While we accept that garbage collection is an integral part of the problem we do not accept that there is, necessarily, a nexus between the public dumping containers and wrappings of various kinds and what are evidently weaknesses in our garbage disposal regime.

Our own ‘take’ on the problem – leaving aside the wider garbage-disposal issue – is twofold. First, not nearly enough sensitisation and public awareness are being undertaken in an effort to break what, amongst us has become a near incurable habit. Second, the authorities (and here we refer to both the state and the municipal authorities) do not appear to be anywhere near sufficiently alarmed, outraged, concerned or determined enough to mount a response to the problem. It is easier for the two to indulge in a kind of boyish political arm-wrestling which no longer has any worthwhile audience.

The same piles of garbage which we have been observing in various parts of the city in recent weeks must surely have been observed by high officials of government, Members of Parliament, captains of industry and other important personages; and yet we never hear them railing against the eyesore or the danger except in cases when there is some political purpose to the noises that they make. They never use their weight to help roll back the shame of a city which, at intervals, reminds us of the way we live.

Instead, they persist in mouthing pronouncements that are designed to secure them a measure of public attention through the meaningless scraps of sound bite which they throw the media.
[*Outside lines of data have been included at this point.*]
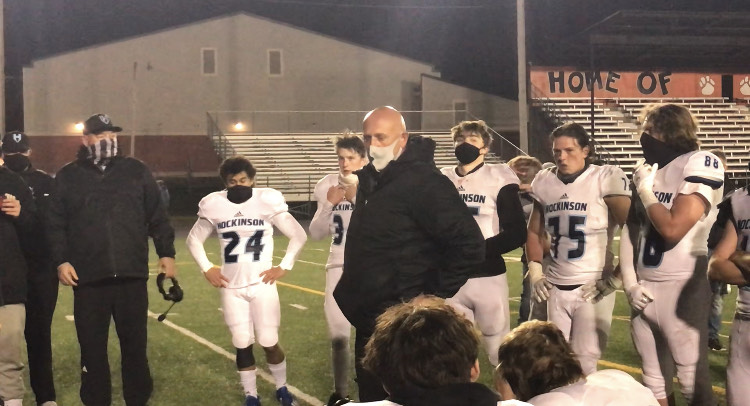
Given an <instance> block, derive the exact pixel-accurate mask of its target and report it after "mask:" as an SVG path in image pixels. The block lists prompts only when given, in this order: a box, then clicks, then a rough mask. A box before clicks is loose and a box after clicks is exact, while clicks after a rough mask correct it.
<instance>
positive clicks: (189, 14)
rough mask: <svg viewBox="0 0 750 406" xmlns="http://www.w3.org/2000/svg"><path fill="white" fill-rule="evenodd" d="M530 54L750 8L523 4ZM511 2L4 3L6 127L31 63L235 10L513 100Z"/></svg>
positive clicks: (74, 1)
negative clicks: (385, 56)
mask: <svg viewBox="0 0 750 406" xmlns="http://www.w3.org/2000/svg"><path fill="white" fill-rule="evenodd" d="M526 3H527V30H528V34H527V35H528V44H529V50H528V59H529V61H530V62H532V63H533V64H535V65H553V64H559V63H564V62H563V61H565V62H568V60H566V58H565V55H562V54H560V49H561V47H560V46H559V40H560V39H561V38H566V37H569V36H571V35H573V34H575V33H578V32H580V31H582V30H583V29H584V28H586V27H588V26H589V25H591V24H593V23H595V22H597V21H599V20H601V19H603V18H605V17H607V16H609V15H610V14H612V13H613V12H615V11H617V10H621V9H651V10H654V9H655V10H703V11H750V1H747V0H721V1H719V0H714V1H705V0H703V1H695V0H673V1H656V0H650V1H646V0H629V1H626V0H527V1H526ZM515 9H516V1H515V0H5V18H6V21H5V23H6V26H5V32H6V64H7V66H6V74H7V75H8V79H6V81H7V84H8V93H9V94H8V106H7V110H8V121H9V126H15V127H19V126H20V122H21V121H20V117H21V112H20V108H19V106H20V104H21V101H20V96H19V94H20V93H19V89H20V71H21V67H22V66H24V65H28V64H30V62H31V61H32V60H34V59H37V58H41V57H44V56H48V55H52V54H56V53H60V52H65V51H69V50H73V49H77V48H81V47H84V46H89V45H94V44H97V43H101V42H106V41H111V40H116V39H120V38H124V37H129V36H134V35H139V34H144V33H148V32H152V31H155V30H158V29H162V28H166V27H172V26H176V25H180V24H185V23H189V22H193V21H198V20H202V19H205V18H210V17H214V16H219V15H225V14H230V13H233V12H237V11H247V12H251V13H254V14H257V15H260V16H264V17H268V18H271V19H275V20H279V21H282V22H286V23H289V24H292V25H296V26H300V27H304V28H307V29H310V30H313V31H316V32H321V33H324V34H327V35H331V36H334V37H339V38H342V39H346V40H349V41H352V42H355V43H359V44H363V45H367V46H370V47H373V48H377V49H382V50H385V51H389V52H393V53H396V54H400V55H405V56H409V57H411V58H414V59H418V60H422V61H425V62H428V63H432V64H434V65H435V66H437V68H438V70H439V71H440V72H441V73H442V76H443V78H445V79H447V80H450V81H454V82H457V83H460V84H462V85H466V86H470V87H474V88H478V89H482V90H485V91H488V92H490V93H495V94H499V95H502V96H506V97H510V98H515V97H516V93H517V90H516V34H515V33H516V17H515V11H516V10H515Z"/></svg>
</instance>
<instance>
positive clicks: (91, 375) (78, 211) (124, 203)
mask: <svg viewBox="0 0 750 406" xmlns="http://www.w3.org/2000/svg"><path fill="white" fill-rule="evenodd" d="M119 131H122V128H120V127H117V126H114V125H113V124H112V122H111V121H110V119H109V117H108V116H107V115H105V114H95V115H93V116H91V117H90V118H89V119H88V120H86V122H85V124H84V130H83V134H84V135H83V141H84V146H83V147H82V148H81V149H80V151H79V153H78V159H76V160H75V161H73V162H71V163H69V164H67V165H65V166H64V167H63V168H62V169H60V171H59V172H58V173H57V176H56V177H55V191H54V193H53V197H52V202H51V204H50V208H49V215H48V221H47V231H48V238H49V240H50V247H51V251H52V261H53V264H54V265H55V266H56V267H57V274H58V277H59V279H60V282H62V283H63V284H64V285H70V286H73V293H74V302H73V306H74V307H73V315H74V317H75V325H76V332H77V333H78V343H79V345H80V347H81V391H80V393H81V401H82V402H83V404H85V405H97V406H98V405H109V404H110V403H111V401H112V388H111V381H110V371H109V363H108V362H107V335H108V332H109V325H110V319H112V318H114V321H115V327H116V330H117V335H118V337H119V338H120V347H121V353H122V357H121V359H122V380H123V394H124V397H125V403H126V404H127V405H128V406H142V405H145V404H146V402H147V401H148V399H149V397H150V396H151V392H152V389H153V382H152V379H151V374H150V372H149V367H148V360H147V358H146V341H147V329H146V323H147V312H148V294H147V289H146V281H147V280H148V237H149V236H150V237H151V238H152V239H153V241H154V246H155V247H156V253H157V254H158V256H159V268H160V272H163V273H166V276H167V277H172V276H174V273H175V268H174V255H175V251H174V230H173V229H172V226H171V225H170V224H169V218H168V217H167V214H166V210H165V209H164V205H163V203H162V201H161V196H160V192H159V187H158V186H157V185H156V181H155V180H154V178H153V176H152V175H151V172H150V171H149V170H148V168H147V167H146V166H145V165H144V164H143V163H142V162H141V161H138V160H137V159H134V158H126V157H122V156H119V155H118V154H117V132H119Z"/></svg>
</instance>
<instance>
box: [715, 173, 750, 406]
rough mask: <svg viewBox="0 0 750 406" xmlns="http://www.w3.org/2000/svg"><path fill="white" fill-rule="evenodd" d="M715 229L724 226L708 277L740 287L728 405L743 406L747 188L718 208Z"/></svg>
mask: <svg viewBox="0 0 750 406" xmlns="http://www.w3.org/2000/svg"><path fill="white" fill-rule="evenodd" d="M714 227H723V228H724V232H723V234H722V237H721V240H720V241H719V243H718V244H717V245H716V247H715V248H714V251H713V255H711V262H710V263H709V268H708V276H709V277H710V278H711V279H713V280H718V281H722V282H726V283H731V284H735V285H738V286H740V291H739V294H738V295H737V310H736V313H735V315H734V322H733V323H732V334H731V336H730V337H731V338H730V342H729V363H728V364H727V404H728V405H729V406H738V405H742V404H746V403H747V401H748V398H750V386H748V385H747V383H748V382H750V368H749V367H748V365H747V360H748V359H750V286H748V285H750V254H748V252H750V242H748V241H749V240H750V194H748V189H747V187H746V188H744V189H740V190H737V191H735V192H734V193H732V194H731V195H730V196H729V197H727V198H726V199H725V200H724V201H723V202H722V203H721V204H720V205H719V216H718V219H717V220H716V224H715V225H714Z"/></svg>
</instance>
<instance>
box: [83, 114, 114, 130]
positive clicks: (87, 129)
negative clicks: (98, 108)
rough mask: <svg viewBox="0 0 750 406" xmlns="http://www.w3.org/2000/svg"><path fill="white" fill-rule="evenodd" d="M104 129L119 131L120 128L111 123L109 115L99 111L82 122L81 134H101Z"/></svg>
mask: <svg viewBox="0 0 750 406" xmlns="http://www.w3.org/2000/svg"><path fill="white" fill-rule="evenodd" d="M105 131H112V132H115V133H119V132H120V131H122V128H121V127H117V126H115V125H113V124H112V120H110V118H109V116H108V115H106V114H101V113H99V114H94V115H93V116H91V117H89V118H88V119H86V122H84V123H83V135H89V134H101V133H103V132H105Z"/></svg>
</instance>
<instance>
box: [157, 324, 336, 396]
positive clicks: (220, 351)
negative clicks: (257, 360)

In truth, the prevailing logic sometimes appears to be that it is all right to put the disgusting condition of our capital on hold until after local government elections have come and gone.

One might have thought that even as they make repeated pronouncements about the need to hasten local government elections, the private sector bodies would persist in a sustained – not intermittent but sustained –   public campaign designed to constantly remind delinquent downtown merchants of their transgressions.

One might have thought that the Heads of the various private sector organisations might even ‘raise their game’ through high profile, downtown walkabouts during which the delinquents in the city can be publicly challenged to clean up their act.

Where, one might ask, are the private sector pronouncements that dismiss the politicking over ‘whose fault it is’ and say, instead that the shame, as much as the risks are ours, collectively.

Where are the enforcers of the law who decide that the solution to the problem may, perhaps, repose in simply reading an indiscriminate ‘riot act’ that targets transgressors across the board and maintains the pressure to a point where the transgressors become afflicted with a sufficient measure of doubt and insecurity to cause them to think again.

This week, Stabroek Business has decided to publish photographs of piles of garbage at various points in the capital. (See pages 10B & 11B)

The captions to those photographs detail their locations and some of the business places, offices in proximity.

While we stress that the naming of the places in proximity is in no way intended to apportion blame for the dumping of the garbage, perhaps those entities may well be helpful in seeking to ensure that the practice is brought to an end.